Ya pasó el furor de la novedad, con una gran discusión pública (entre pares) acerca de su impacto político, pero la iniciativa del Instituto Patria sigue su rumbo: se trata de alcanzar un millón de firmas, con el objetivo de presentar en el Congreso el proyecto de derogación de la mal llamada "reforma previsional" (Ley Nº 27.426), que perjudica a los actuales jubilados, pensionados, ex combatientes de Malvinas, beneficiarios de la Asignación Universal por Hijo y trabajadores que se jubilarán con una disminución del 20% en su haber inicial, entre otros.

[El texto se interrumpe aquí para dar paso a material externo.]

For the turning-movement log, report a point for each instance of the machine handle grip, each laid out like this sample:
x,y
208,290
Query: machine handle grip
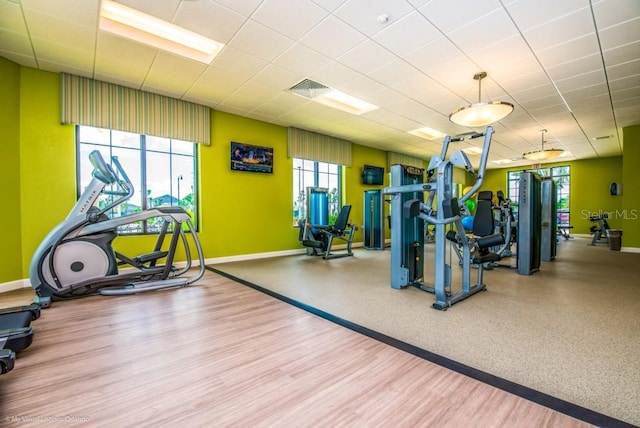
x,y
101,170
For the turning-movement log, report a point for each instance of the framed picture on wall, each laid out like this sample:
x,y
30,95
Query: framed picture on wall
x,y
247,157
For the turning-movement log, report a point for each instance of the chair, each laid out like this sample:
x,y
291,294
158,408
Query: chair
x,y
319,239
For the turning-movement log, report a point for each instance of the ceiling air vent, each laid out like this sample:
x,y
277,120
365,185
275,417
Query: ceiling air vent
x,y
309,89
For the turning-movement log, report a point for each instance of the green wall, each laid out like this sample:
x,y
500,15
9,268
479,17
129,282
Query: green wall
x,y
245,212
589,195
10,215
630,214
361,155
240,212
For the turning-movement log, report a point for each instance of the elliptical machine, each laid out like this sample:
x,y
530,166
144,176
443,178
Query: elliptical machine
x,y
77,258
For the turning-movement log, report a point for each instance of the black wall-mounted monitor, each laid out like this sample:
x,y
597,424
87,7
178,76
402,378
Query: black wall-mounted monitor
x,y
247,157
373,175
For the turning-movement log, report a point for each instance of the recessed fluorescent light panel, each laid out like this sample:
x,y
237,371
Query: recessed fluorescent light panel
x,y
427,133
473,150
140,27
502,161
345,102
331,97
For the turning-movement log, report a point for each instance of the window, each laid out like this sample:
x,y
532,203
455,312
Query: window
x,y
162,171
308,173
562,177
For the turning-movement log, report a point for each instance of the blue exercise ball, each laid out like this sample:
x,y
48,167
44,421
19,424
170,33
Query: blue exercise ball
x,y
467,222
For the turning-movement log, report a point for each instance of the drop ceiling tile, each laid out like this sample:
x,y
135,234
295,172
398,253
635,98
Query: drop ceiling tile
x,y
623,70
583,80
257,40
79,67
558,31
366,57
621,54
281,104
26,60
332,37
172,74
447,17
66,10
507,58
407,34
497,26
528,14
48,29
62,54
626,94
11,17
291,18
244,7
277,77
363,14
334,75
249,95
621,34
577,67
190,16
123,59
612,12
581,47
17,43
213,86
433,55
388,73
240,63
165,9
300,59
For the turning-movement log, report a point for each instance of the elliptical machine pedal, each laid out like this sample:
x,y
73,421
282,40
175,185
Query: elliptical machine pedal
x,y
77,257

Cuando la representación política no alcanza y la manifestación popular es ninguneada (luego de ser reprimida), aún quedan herramientas para seguir la lucha, en el marco de lo que podría llamarse, genéricamente, "democracia participativa" (remito a mi artículo "Nadie está pensando en la inclusión política"). La cuestión central, en cualquier caso, es la probable eficacia de la herramienta elegida.

En nuestro país, la "democracia participativa" tiene una institucionalidad casi nula en términos vinculantes y, prácticamente, se agota en mecanismos informales y meramente consultivos. Juntar firmas para promover o derogar una norma, como es el caso que nos ocupa, sí tiene un rango institucional y vinculante, dado por la Ley N° 24.747, que obliga al Congreso a tratar una iniciativa de este tipo si hay un piso de firmas que la promueva, equivalente al 1,5% del padrón electoral.

El asunto es si el Instituto Patria va a recurrir o no a esta ley, llamada de Iniciativa Legislativa Popular, cuando logre el objetivo de recaudación de firmas que se ha propuesto. Si lo hace, en no más de 90 días a partir de su presentación, el Congreso se verá obligado al tratamiento del proyecto de derogación de la ley 27.426, lo que supone un costo político importante para el oficialismo, que tendrá que rechazarla, si conserva los votos de los legisladores que la aprobaron en diciembre, o exponerse a la humillación de derogarla, si no conserva esos votos. En cualquiera de los dos casos, más aún en el último, la ganancia política será de la oposición en su conjunto y del kirchnerismo en particular.

El otro camino, el de la informalidad consultiva, no es, desde mi perspectiva ideológica, demasiado atractivo políticamente, aun cuando sus defensores aleguen que los locales y las mesas callejeras que se disponen para la colecta no están simplemente para juntar firmas, sino para servir de base a la organización popular. Esta "ilusión democrática" no es probable que se materialice y, además, las firmas colectadas no servirán más que para hacer un acto público con el objetivo de enrostrarle al oficialismo un ejemplo de descontento social, con impacto político dudoso.

Si bien dice nuestra Constitución Nacional que el pueblo no delibera ni gobierna, sino a través de sus representantes, son los representantes del pueblo quienes establecen  los métodos de esta deliberación y de este gobierno. Entre esos métodos, apelar a herramientas vinculantes de "democracia participativa" o de "democracia semi-directa", como gusten llamarlas, es mucho más efectivo en términos institucionales (obligar al Congreso a tratar un proyecto de ley, por ejemplo) y también en materia de organización popular, si es que la campaña para colectar firmas se acompaña con una "pedagogía política" que ponga en la escena pública estas herramientas, muy poco conocidas y, mucho menos, utilizadas.